Last week we started a new journey with Silkie Bantam Chickens. Why go silkie you may ask? Silkie chickens are a smaller more docile breed of chicken that can be kept in spaces normal chickens can’t go given their friendly quieter nature. They still produce eggs. While egg production is lower and the eggs themselves are smaller, they are still a valuable prep commodity and can fill a need for eggs just as well as the normal barnyard variety chicken. When we start getting eggs we will share how it truly goes. If your goal is to raise chickens for meat, this is not the chicken for you. They are smaller and leaner and I imagine wouldn’t make enough meat for good eating. Their silkie feathers have deemed them the teddy bear of the poultry world which your family and friends will love. They do require a little more hygiene care given the feathers on their feet. They are poop magnets which can lead to parasites. You will want to bath them once a week, even it is just a quick foot wash at the spa for your baby silkies. If your silkies are coop raised as we decided to do with ours, you will want to rake out the coop daily. So far we have found our new silkie babies do not like grapes or carrots. We recently bought a simple ball with a couple holes and filled it with mealworms, and they are loving it! It has added hours of entertainment for us and the chickens! Feel free to share about your own chicken experiences as we are still learning and will post as we go. They are around 5 months of age and at this point it has been difficult to tell who are roos and who are hens. We have 10 of them and know a few are girls and one is at least a boy. I never knew sexing Silkies would be so difficult! We have them on organic layer feed, 16% crumble. The meal worms are guaranteed to put a smile on their beaks! So the package says, and I’d have to agree.

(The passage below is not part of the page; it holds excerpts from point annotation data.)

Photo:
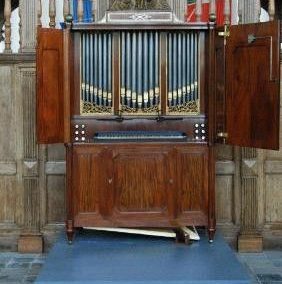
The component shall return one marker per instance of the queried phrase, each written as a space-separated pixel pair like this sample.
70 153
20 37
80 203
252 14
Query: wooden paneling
140 181
252 85
192 183
139 185
273 194
50 92
7 114
56 208
224 199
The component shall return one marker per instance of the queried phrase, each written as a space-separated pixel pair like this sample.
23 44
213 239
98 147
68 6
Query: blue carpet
109 258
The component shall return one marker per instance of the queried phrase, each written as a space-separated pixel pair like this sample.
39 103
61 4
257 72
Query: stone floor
265 268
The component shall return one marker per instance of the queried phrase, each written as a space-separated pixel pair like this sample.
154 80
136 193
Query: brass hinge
225 33
223 136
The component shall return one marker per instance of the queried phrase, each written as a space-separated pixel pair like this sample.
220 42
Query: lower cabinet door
139 185
142 196
92 185
192 185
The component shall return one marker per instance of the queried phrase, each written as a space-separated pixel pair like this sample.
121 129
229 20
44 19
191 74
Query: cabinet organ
139 108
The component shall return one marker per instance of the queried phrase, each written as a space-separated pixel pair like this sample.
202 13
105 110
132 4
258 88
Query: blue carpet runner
110 258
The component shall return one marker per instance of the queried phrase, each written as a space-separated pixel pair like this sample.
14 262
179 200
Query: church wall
32 177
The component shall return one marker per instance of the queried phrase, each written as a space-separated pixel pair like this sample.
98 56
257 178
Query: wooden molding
30 243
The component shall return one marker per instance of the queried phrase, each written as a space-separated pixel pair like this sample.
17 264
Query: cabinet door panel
92 169
192 184
140 183
252 85
53 91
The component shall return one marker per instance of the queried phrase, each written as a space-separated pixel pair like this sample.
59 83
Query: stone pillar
250 11
179 7
30 240
250 237
102 6
28 14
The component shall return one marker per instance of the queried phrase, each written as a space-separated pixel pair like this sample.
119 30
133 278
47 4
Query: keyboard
140 136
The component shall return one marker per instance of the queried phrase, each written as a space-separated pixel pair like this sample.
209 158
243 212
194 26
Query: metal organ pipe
128 70
183 69
96 71
145 73
140 72
134 70
105 70
109 51
123 67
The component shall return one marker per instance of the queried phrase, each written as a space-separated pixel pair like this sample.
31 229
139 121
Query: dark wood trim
67 84
163 72
16 58
140 27
116 72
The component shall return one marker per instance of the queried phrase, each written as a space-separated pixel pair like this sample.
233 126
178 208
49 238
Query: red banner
191 9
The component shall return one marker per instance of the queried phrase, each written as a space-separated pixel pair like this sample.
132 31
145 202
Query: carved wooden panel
140 181
7 114
56 210
252 92
273 199
8 199
224 199
50 94
192 181
92 180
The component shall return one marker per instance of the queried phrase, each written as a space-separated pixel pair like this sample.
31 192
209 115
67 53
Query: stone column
30 239
250 11
179 7
250 237
28 14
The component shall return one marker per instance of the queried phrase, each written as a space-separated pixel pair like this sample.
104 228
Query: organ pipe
140 72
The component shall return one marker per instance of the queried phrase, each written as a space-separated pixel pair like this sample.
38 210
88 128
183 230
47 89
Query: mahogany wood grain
252 85
219 103
50 87
140 185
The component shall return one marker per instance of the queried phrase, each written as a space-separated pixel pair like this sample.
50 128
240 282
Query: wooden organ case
139 108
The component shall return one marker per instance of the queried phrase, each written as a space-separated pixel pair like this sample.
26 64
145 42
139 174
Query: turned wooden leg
181 237
70 231
211 235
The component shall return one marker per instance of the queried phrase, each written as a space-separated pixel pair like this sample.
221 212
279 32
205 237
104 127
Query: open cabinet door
52 91
252 85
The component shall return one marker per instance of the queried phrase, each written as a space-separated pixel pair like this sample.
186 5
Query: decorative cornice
14 58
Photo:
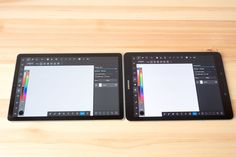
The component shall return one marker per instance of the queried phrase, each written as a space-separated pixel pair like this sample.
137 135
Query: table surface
48 26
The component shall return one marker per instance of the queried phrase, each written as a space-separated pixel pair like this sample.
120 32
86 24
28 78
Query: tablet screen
67 86
179 85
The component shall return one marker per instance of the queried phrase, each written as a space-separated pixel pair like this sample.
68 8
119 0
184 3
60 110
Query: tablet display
176 86
67 86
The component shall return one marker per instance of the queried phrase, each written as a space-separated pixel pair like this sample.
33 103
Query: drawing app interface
67 86
179 85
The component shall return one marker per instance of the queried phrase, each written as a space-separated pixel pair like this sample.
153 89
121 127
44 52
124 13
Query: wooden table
36 26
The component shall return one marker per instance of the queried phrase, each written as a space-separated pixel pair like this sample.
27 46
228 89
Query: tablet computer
176 86
67 86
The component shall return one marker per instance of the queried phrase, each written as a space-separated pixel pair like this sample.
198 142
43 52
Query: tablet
66 87
176 86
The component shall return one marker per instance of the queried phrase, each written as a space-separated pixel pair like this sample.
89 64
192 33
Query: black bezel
121 114
221 78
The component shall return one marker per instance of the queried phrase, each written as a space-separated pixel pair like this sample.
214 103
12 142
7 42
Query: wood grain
48 26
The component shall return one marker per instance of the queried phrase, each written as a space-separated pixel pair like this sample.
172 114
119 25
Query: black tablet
176 86
67 86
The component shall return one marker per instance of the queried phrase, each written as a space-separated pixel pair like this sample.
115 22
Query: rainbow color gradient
25 83
140 86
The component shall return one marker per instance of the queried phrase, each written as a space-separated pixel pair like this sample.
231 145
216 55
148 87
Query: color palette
140 91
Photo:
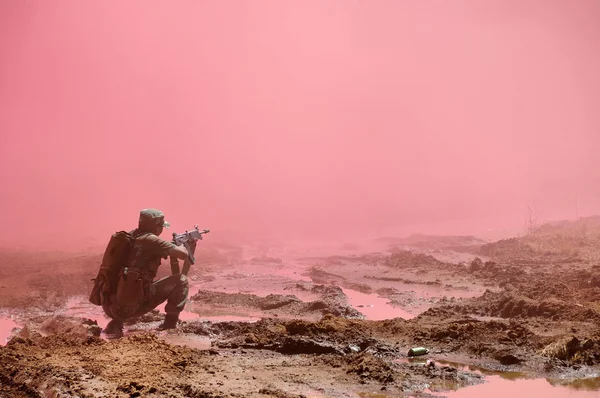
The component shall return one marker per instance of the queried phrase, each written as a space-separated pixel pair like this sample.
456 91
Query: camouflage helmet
150 218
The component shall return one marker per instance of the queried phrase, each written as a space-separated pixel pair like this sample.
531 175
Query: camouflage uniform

In thinking about what we need to be self-sustaining, we thought about meat sources. Some meat products are helpful to have and deciding on the right one for you is important. If the current system of buying meat no longer existed, what would you have available to you? We are most definitely considering delving into Aquaponics, so stay tuned for that journey when we get there. We decided to try our hand at pig farming! In researching the different pig varieties, we decided to go with the American Guinea Hog. It is a good option for a small homestead as they are friendly and they don’t get too big. They also grow fast and they aren’t bred to be just pets. The breed was on the verge of going extinct in for while given they fell out of popularity but given the efforts of some key individuals they are making a comeback. In 2005 the American Guinea Hog Association was formed to ensure their continued existence . This week we brought a mated pair of American Guinea Hogs onto our homestead as the newest addition and guess what, she is pregnant! These two are 250 pounds of cuteness each who we have affectionately named Calypso and Davey Jones (that would be Captain to you). We prepared a pen for them and learned that the water source is super important.
Pigs need constant access to water to cool down and drink. We started with a tall trough and quickly learned the pigs just can’t reach that high so have shortened the trough and need to bury it into the ground a bit to give them endless access to water. We are finding they are extremely easy to care for and would recommend them for any small homestead! We will let you know how this journey goes and would appreciate any feedback our fellow pig farmers have to share!
So far our boy Chewie loves the new pigs, but would like to chase the chickens if given the chance. Although with the new arrival of the pigs he seems more interested in making friends with an animal more his speed.
We promise to post more now that we are settling in. Let us know what you would be interesting in learning more about.
From your survival family, Jon and Mandy, Chewie, Leia, Obi (and of course the newest additions too).